But I guess the Samsonites didn’t have what he was looking for either, and after them he stopped having anybody over, and stopped coming by our place. He’d wave back if we waved but seemed too lost in his thoughts to do it first. We’d see his lights on at all hours, and pretty soon he was missing work more days than not.

Zolly knew the studio was about to sack him and find themselves another Emperor Galaxis, but he talked to them and they agreed to let him try and get help for Max. Max went along quiet when Saul drove him to the sanitarium, but they sprung him after a few hours. Said he was fine. Max was a good actor, and I guess could act as rational as he had to. Until he could get out and get home and be crazy again…

Our dropping in on him had turned into checking up on him, trying to figure out how bad he was, what we could do. We’d go in to see him reading some huge heavy book that looked like it was so old Gutenburg himself might of printed it; which he would put away quick, smiling like everything was fine. But you could tell he wasn’t sleeping.

A few days before he vanished we found him with a book that he didn’t try to put away. He wasn’t even trying to pretend things were normal now, he was so beat down. Almost like he was in a trance, which with that face of his was very spooky. He said it was about Hinduism. That he was looking for a way out of Hell.

And when my mother said he didn’t need all this weird stuff for that, just Jesus, he said 'Not that Hell, this Hell!'; and he thumped his chest.

He said that he believed this book, translated from something written before the Egyptians started building pyramids, about how when we die our soul gets reborn. Sometimes better, sometimes worse, depending on our karma. When I asked him what he would want to be in his next life he just shook his head. And then he started crying again, like even this book was just a bad joke. Saying what good was it to be reborn if you wouldn’t remember? You weren’t really you anymore if you didn’t remember.

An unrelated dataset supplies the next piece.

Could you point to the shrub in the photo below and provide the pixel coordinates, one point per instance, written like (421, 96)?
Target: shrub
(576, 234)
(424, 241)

My mom pretty much repeated what she’d said the first time, to not give up on God. The real God, not that weird one with all the arms. He smiled and quoted something Jesus said in the New Testament---humoring her---and we left.

And two days later, on March 21st, 1941 he walked off the set in the middle of a scene, dropped his helmet and metal vest there in the parking lot, got in his car and drove off. That was the last anyone saw of Max Grosz, dead or alive.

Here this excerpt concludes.